Es ist wichtig, meine Damen und Herren, die Auffassung der CDU/CSU-Bundestagsfraktion in Gänze zur Kenntnis zu nehmen; denn sie wird in den Zeitungen normalerweise nur bruchstückhaft zitiert. Die Fraktion schlägt vor, dass künftig sowohl durch Betriebsvereinbarungen als auch durch Einzelverträge von bestehenden Tarifverträgen abgewichen werden können soll, wenn Arbeitgeber und Arbeitnehmer dies wollen, zwei Drittel der Belegschaft und des Betriebsrates dem zugestimmt haben und die Abweichung der Beschäftigungssicherung oder der Schaffung neuer Arbeitsplätze dient.
Ganz wichtig: Bei der Abweichung durch Betriebsvereinbarung ist dadurch eine Grenze gezogen, dass beide Tarifvertragsparteien ein begründetes Einspruchsrecht haben. Bei Abweichungen durch Einzelverträge ist dadurch die Grenze gezogen, dass die Abweichung nur für die Laufzeit des Tarifvertrages vereinbart werden kann, von dem abgewichen werden soll. - So die ganze Wahrheit.
Nun möchte ich zwei Beispiele nennen, die deutlich machen, dass tatsächlich Handlungsbedarf vorliegt. Der Flächentarifvertrag im Bereich der Metall- und Elektroindustrie umfasst in seiner Bindungswirkung bundesweit etwa 40 % der Unternehmen und 65 bis 66 % der Beschäftigten, in Ostdeutschland knapp 20 % der Beschäftigten und nur 10 bis 15 % der Betriebe.
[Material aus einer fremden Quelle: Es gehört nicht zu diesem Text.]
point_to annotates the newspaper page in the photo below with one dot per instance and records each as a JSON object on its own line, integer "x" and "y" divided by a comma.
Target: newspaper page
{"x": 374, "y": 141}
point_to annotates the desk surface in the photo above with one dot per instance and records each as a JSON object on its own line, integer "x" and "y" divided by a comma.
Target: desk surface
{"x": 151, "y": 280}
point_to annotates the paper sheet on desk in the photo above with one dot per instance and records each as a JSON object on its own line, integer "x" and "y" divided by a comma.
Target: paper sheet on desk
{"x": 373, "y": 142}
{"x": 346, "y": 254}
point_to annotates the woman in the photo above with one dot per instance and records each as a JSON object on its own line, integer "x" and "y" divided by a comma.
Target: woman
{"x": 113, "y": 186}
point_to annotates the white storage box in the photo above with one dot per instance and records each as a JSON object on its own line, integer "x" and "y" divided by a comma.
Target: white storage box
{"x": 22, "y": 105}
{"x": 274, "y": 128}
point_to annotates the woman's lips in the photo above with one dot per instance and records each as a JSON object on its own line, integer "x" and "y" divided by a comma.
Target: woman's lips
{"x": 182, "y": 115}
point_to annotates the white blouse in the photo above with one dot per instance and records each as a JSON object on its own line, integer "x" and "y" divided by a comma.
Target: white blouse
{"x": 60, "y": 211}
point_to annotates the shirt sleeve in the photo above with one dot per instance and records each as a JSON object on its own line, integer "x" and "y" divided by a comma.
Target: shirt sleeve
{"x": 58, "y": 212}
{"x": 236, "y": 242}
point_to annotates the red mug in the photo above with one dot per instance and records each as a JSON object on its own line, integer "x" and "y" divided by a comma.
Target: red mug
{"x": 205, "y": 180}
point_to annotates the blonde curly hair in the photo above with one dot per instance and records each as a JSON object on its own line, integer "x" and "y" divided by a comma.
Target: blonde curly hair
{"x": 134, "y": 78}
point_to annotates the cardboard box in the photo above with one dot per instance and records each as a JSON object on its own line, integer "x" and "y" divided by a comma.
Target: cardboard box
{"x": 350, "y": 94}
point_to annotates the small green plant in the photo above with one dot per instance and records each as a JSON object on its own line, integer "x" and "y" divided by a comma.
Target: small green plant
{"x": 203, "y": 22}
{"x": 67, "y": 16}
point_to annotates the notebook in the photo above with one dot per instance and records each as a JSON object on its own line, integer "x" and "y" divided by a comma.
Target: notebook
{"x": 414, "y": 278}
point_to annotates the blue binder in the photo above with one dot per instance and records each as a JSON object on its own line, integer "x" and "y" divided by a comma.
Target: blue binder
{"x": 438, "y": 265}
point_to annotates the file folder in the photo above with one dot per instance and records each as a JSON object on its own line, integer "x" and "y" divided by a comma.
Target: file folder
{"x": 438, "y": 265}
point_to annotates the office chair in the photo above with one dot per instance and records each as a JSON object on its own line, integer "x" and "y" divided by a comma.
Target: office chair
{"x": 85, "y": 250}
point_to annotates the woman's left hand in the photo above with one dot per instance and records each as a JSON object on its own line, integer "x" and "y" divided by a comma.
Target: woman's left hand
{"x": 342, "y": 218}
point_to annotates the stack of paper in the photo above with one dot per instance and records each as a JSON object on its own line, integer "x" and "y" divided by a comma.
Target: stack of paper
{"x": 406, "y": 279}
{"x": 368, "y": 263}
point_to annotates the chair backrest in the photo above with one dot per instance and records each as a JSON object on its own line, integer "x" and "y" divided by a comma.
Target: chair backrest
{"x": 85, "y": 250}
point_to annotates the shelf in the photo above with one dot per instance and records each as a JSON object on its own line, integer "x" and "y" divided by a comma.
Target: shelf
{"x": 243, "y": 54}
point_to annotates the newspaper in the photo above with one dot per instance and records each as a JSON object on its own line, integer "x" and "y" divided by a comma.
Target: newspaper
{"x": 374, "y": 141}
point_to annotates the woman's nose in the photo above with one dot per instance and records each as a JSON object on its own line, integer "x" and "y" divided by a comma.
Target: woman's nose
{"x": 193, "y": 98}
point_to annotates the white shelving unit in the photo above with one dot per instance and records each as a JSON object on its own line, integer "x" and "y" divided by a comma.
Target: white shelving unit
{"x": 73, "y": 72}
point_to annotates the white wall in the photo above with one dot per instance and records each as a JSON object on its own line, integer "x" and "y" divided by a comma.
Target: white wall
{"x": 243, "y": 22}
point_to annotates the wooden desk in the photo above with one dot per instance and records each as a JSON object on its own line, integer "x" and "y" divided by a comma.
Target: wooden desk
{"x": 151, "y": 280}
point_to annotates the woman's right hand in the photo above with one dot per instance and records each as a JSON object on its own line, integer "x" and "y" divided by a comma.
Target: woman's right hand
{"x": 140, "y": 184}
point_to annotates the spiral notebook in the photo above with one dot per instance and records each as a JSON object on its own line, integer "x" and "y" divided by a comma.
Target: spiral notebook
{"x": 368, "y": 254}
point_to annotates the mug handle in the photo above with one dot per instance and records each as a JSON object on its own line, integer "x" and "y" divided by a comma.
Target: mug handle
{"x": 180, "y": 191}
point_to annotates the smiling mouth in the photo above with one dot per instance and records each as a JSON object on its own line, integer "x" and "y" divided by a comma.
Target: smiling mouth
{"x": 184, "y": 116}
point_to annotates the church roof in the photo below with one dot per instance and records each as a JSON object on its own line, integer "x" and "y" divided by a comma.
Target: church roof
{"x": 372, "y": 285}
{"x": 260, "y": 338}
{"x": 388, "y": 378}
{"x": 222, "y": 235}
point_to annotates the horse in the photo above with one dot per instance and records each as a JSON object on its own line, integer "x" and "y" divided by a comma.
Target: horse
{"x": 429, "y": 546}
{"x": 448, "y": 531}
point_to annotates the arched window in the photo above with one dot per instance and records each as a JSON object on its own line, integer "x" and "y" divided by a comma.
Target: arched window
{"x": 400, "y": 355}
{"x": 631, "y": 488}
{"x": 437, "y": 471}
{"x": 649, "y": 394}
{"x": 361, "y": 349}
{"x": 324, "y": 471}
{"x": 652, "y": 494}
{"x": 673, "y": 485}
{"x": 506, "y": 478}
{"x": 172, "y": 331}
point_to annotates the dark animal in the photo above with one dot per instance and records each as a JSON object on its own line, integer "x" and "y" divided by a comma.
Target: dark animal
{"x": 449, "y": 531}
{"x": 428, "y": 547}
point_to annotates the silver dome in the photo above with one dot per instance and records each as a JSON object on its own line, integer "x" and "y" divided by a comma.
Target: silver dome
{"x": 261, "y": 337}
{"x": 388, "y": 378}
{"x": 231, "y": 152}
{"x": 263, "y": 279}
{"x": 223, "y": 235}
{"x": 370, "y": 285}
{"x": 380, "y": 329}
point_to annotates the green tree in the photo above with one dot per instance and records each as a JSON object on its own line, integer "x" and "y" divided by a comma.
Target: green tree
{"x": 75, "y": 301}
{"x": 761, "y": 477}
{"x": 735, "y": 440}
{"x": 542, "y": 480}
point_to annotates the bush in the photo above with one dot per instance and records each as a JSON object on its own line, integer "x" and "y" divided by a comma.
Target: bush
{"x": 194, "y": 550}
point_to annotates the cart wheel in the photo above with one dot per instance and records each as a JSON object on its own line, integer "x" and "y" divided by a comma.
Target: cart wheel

Der Flächentarifvertrag der IG Chemie hingegen umfasst in den neuen Ländern etwa 70 % der Unternehmen und deutlich mehr als 70 % der Beschäftigten.
Was lehrt uns das? - Diese Zahlen zeigen ganz deutlich: Die wesentlich vernünftigere Tarifpolitik im Bereich der Chemie stärkt das ordnungspolitische Instrument eines Flächentarifvertrages; die ideologisch geprägten Positionen der IG Metall haben in ihrer Wirkung letztlich deutlich weniger Arbeitsverhältnisse regeln können.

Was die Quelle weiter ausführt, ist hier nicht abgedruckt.